Steroid hormone verification

The concentration of E and P in a serum sample obtained from each animal at necropsy was obtained to verify the efficacy of the Silastic implants. The concentration of E in the serum of the E and E + P-treated animals was 136.5 ± 15 pg/mL and the concentration of P in the serum of the E + P-treated animals was 8.17 ± 1.15 ng/mL. The concentrations of E and P in the serum of the untreated spayed control animals were 11.0 ± 0.1 pg/mL and 0.16 ± 0.13 ng/mL, respectively (significantly different from treated animals by anova, p < 0.01).

Discussion

  1. Top of page
  2. Abstract
  3. Materials and methods
  4. Results
  5. Discussion
  6. Acknowledgements
  7. References

In animal models, HT provides numerous beneficial effects on CNS function and viability. However, human trials have yielded mixed results which lately seem to be due to the age at which HT is initiated (Espeland et al. 2004; Rossouw et al. 2007). In our model of surgical menopause in adult monkeys, HT has positive effects on serotonin function (Bethea et al. 2002).

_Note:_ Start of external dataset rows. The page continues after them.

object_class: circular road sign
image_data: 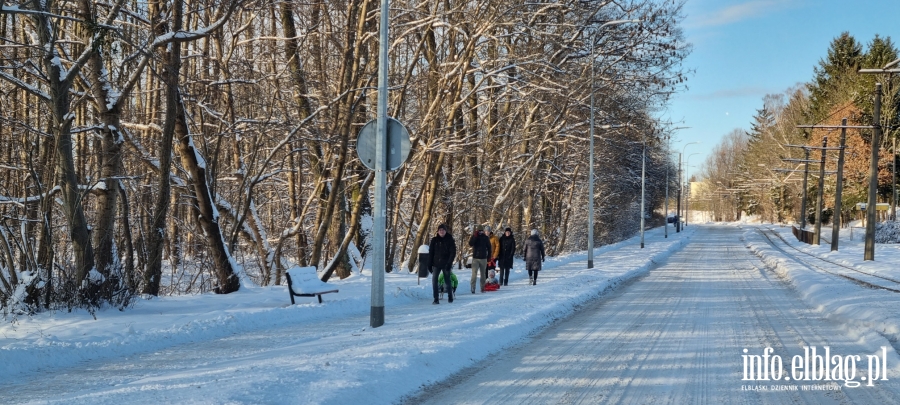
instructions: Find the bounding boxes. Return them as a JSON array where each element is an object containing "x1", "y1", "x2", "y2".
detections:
[{"x1": 356, "y1": 117, "x2": 409, "y2": 170}]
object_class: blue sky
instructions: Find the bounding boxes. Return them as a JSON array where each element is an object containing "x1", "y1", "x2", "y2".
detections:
[{"x1": 662, "y1": 0, "x2": 900, "y2": 178}]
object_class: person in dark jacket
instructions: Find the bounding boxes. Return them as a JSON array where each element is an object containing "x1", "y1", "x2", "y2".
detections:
[
  {"x1": 469, "y1": 225, "x2": 491, "y2": 294},
  {"x1": 428, "y1": 224, "x2": 456, "y2": 304},
  {"x1": 497, "y1": 228, "x2": 516, "y2": 285},
  {"x1": 525, "y1": 229, "x2": 544, "y2": 285}
]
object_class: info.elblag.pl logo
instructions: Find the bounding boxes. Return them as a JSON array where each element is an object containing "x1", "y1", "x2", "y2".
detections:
[{"x1": 741, "y1": 346, "x2": 888, "y2": 388}]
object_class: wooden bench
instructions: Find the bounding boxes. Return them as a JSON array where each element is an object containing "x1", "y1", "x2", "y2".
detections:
[{"x1": 284, "y1": 266, "x2": 338, "y2": 305}]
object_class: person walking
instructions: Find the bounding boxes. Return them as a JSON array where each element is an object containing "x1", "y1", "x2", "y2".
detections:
[
  {"x1": 484, "y1": 226, "x2": 500, "y2": 271},
  {"x1": 497, "y1": 228, "x2": 516, "y2": 285},
  {"x1": 469, "y1": 225, "x2": 491, "y2": 294},
  {"x1": 428, "y1": 224, "x2": 456, "y2": 305},
  {"x1": 525, "y1": 229, "x2": 544, "y2": 285}
]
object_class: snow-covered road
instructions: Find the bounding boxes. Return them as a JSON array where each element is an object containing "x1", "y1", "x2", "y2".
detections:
[{"x1": 407, "y1": 227, "x2": 900, "y2": 404}]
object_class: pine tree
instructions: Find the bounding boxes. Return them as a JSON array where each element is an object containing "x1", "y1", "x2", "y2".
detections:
[{"x1": 807, "y1": 32, "x2": 863, "y2": 122}]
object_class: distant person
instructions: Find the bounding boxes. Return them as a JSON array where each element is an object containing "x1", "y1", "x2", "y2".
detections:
[
  {"x1": 469, "y1": 225, "x2": 491, "y2": 294},
  {"x1": 525, "y1": 229, "x2": 544, "y2": 285},
  {"x1": 484, "y1": 270, "x2": 500, "y2": 291},
  {"x1": 497, "y1": 228, "x2": 516, "y2": 285},
  {"x1": 484, "y1": 226, "x2": 500, "y2": 271},
  {"x1": 438, "y1": 269, "x2": 459, "y2": 302},
  {"x1": 428, "y1": 224, "x2": 456, "y2": 305}
]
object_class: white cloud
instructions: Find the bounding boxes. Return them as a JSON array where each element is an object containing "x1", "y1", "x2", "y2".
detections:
[
  {"x1": 686, "y1": 0, "x2": 795, "y2": 28},
  {"x1": 691, "y1": 86, "x2": 771, "y2": 100}
]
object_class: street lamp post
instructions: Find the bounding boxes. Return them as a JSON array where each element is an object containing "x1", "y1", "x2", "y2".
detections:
[
  {"x1": 587, "y1": 20, "x2": 641, "y2": 269},
  {"x1": 684, "y1": 152, "x2": 700, "y2": 228},
  {"x1": 664, "y1": 127, "x2": 696, "y2": 238},
  {"x1": 675, "y1": 141, "x2": 700, "y2": 233},
  {"x1": 859, "y1": 59, "x2": 900, "y2": 260},
  {"x1": 641, "y1": 131, "x2": 647, "y2": 249}
]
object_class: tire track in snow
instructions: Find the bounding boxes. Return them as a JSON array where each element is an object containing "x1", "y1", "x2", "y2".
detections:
[{"x1": 415, "y1": 227, "x2": 900, "y2": 404}]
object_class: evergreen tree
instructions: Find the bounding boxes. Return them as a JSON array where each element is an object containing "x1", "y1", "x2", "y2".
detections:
[
  {"x1": 854, "y1": 35, "x2": 900, "y2": 146},
  {"x1": 807, "y1": 32, "x2": 863, "y2": 122}
]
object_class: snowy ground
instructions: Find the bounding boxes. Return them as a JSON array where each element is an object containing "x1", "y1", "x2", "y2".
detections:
[{"x1": 0, "y1": 224, "x2": 900, "y2": 404}]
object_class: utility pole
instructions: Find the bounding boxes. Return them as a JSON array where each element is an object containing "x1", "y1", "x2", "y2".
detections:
[
  {"x1": 831, "y1": 118, "x2": 847, "y2": 252},
  {"x1": 800, "y1": 118, "x2": 872, "y2": 251},
  {"x1": 813, "y1": 136, "x2": 828, "y2": 245},
  {"x1": 369, "y1": 0, "x2": 390, "y2": 328},
  {"x1": 863, "y1": 83, "x2": 881, "y2": 260},
  {"x1": 675, "y1": 153, "x2": 681, "y2": 233},
  {"x1": 858, "y1": 58, "x2": 900, "y2": 260}
]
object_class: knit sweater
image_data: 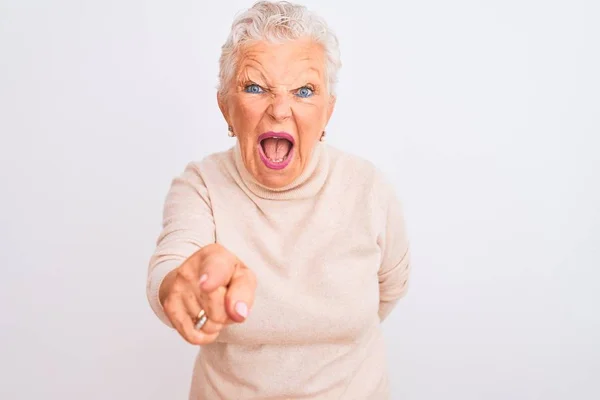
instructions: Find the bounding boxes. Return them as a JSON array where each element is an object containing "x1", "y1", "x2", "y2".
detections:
[{"x1": 147, "y1": 139, "x2": 409, "y2": 400}]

In this model, HT is administered for 1 month so the effects may be mediated by genomic or non-genomic mechanisms. Now, we show that HT changes gene expression related to survival in serotonin neurons.

In this study, we included gene expression changes effected by E or E + P. Some genes showed similar inductions with the treatments while others exhibited a change with E + P and not E alone. In the laser-captured material, there was more variance in the E + P-treated group than in the E-treated group. It is of significant interest to re-examine the Affymetrix data sets and filter for differences between E and E + P to gain a better understanding of the potentially unique actions of P.

Expression increases in the DRN block

In the raphe block, HT induced a significant increase in SOD1. This critical enzyme scavages free oxygen radicals (reactive oxygen species) and thus, plays an important role in cell survival (Davis et al. 2007). HT induced a significant increase in several genes in the MAPK pathway such as VEGF, FGF-R2, NGF receptor-associated protein, RAS GRF, and MAP2K5. The proteins encoded by RAS GRF and MAP2K5 lead to activation of ERK and ERK5 which transcribe genes essential to cell survival (Almeida et al. 2005; Wu et al. 2005; Toborek et al. 2007) whereas VEGF has a newly recognized neuroprotective role (Gora-Kupilas and Josko 2005). The encoded FGF-R2 protein and the NGF receptor-associated protein are involved in signal transduction of their respective trophic factors and hence would be pro-survival. HT also increased the expression of three genes that code for endogenous caspase inhibitors called BIRC4 (also known as XIAP), MCL-1, and bifunctional apoptosis regulator (BFAR). This effect would decrease caspase activation and apoptosis along the caspase-dependent pathway (Nishihara et al. 2003). HT also increased the expression of two ubiquinases that shuttle α-synuclein and PARK 2 to the proteosome (Shimura et al. 2001), and this action could protect neurons from neurodegeneration associated with the accumulation of these proteins. E2F1 was previously found to increase (Reddy and Bethea 2005) and this action may block the activity of p53, which can initiate catastrophic entry into the cell cycle. Although E2F1 has been implicated in apoptosis (Hou et al. 2000), the integrity of the E2F1/Rb complex is neuroprotective in the presence of free oxygen radicals (Chong et al. 2006).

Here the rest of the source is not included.